The athletic festival, regarded as the world’s foremost sports competition, again engaged all of us on many different levels …including our sports specialized linguists.
Read the interview with Remi Gremolle and his way to “ participate” in the Olympics.
When did you realise you had what it takes to be a translator?
Firstly, I got a 3-year degree in languages; I chose English as the main language, and Spanish as the secondary language.
Then I went on to work in international logistics. Every day I would talk with agents overseas either by phone or e-mail, which helped me practice my English (not to mention music, films, etc.).
Also, over the course of those 5 years as a logistics agent, I was in touch with a friend of mine, who is also a translator, and he asked for my help from time to time to translate documents into English.
He introduced me to his main client to springboard my career. I don’t think he would have done that if he didn’t believe I was fit for the job.
Why did you decide to specialise in sports?
The main client I just mentioned is specialised in sports. Also, a section of the company decided to part ways and create their own business in sports too.
As my first two clients were specialised in sports, it was only natural that I would do the same as well. Not to mention that I’m a big sports fan, especially football. My city, Marseille, is quite known for its football culture.
What do you think is the most important skill for a sports translator?
First off, I think you need to be passionate about sports. When it comes to clubs, some background knowledge is fundamental too, like their main achievements, historic rivalries, recent transfers, etc.
How important is translation for the fans? Why?
Sport is a universal language, and it’s only natural that every single fan should be able to get the latest news on their favourite club or athlete, especially at a time when clubs are looking to have a global reach.
What experience as a translator has given you the most joy so far?
Probably the day I interpreted remotely for both Pep Guardiola and Riyad Mahrez in a UCL pre-game presser, followed by the day I interpreted for Pep Guardiola for the post-match presser.
The funny thing is that I also felt sadness that night, as my beloved club was crushed by Pep’s Manchester City…
The Olympic Games have just ended, what do you think about France’s results?
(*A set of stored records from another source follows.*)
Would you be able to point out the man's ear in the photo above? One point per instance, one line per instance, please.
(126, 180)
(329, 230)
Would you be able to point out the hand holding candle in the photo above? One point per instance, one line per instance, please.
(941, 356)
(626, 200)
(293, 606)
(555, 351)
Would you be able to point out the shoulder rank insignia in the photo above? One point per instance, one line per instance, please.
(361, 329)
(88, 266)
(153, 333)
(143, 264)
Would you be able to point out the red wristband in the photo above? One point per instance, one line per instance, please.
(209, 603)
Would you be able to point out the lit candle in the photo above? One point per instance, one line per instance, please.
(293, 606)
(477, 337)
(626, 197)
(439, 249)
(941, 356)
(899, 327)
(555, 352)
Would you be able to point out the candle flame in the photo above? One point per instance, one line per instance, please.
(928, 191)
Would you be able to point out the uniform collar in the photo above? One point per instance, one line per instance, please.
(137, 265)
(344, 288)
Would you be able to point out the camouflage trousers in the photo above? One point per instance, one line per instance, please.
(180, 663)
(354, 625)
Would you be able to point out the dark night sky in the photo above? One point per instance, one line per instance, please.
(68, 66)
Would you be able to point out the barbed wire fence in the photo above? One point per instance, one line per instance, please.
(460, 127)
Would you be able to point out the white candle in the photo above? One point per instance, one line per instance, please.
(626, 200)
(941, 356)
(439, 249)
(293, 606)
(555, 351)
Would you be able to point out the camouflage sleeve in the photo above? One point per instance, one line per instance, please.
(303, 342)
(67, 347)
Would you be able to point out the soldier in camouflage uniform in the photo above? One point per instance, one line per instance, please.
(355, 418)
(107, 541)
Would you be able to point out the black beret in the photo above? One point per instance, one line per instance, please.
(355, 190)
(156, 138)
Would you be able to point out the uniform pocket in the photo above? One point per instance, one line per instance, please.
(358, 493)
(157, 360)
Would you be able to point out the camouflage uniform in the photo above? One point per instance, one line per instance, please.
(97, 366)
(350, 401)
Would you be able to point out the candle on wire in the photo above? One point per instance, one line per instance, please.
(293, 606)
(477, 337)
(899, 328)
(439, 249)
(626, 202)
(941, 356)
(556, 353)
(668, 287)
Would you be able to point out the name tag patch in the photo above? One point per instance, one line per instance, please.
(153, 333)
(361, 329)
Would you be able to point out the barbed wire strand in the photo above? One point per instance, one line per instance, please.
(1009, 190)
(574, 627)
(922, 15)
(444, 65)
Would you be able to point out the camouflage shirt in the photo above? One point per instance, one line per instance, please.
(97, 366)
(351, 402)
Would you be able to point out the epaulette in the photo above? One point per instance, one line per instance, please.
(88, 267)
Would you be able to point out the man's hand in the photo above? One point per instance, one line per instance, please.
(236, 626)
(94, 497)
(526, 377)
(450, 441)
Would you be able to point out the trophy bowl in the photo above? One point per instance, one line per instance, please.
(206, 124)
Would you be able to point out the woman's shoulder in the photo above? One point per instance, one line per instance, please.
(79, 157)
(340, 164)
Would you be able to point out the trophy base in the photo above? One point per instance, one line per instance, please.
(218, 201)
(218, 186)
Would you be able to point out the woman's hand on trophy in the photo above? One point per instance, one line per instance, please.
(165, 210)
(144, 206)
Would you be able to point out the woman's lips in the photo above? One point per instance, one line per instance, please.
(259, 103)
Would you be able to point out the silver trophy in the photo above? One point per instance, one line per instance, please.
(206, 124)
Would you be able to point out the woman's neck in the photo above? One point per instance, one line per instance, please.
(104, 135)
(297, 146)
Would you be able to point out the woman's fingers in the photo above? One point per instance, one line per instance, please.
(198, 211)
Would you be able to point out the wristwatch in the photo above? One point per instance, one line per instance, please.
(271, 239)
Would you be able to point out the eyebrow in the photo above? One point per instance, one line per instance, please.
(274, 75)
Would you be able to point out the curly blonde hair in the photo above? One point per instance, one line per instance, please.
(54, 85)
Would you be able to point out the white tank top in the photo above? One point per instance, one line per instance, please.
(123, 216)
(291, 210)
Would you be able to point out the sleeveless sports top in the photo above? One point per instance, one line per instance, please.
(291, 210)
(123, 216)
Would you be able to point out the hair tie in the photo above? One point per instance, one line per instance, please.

Did you translate anything related to the Olympics?
We didn’t reach the tally of medals we were aiming for, but our results in collective sports (silver for men’s basketball and bronze for women’s, gold for both men’s and women’s handball, and gold for men’s volleyball) is certainly something to be proud of!
Yes, I did a few translation jobs for Eurosport:
· The last episode of the Trailblazers series, about Yusra Mardini, who represented the Refugee Olympic Team in Tokyo.
· A couple of episodes of the “My Olympic Journey” series, which featured Bhavani Devi and Malika Khakimova.
· The two “Tokyo Expectations” videos.
All that was from English into French.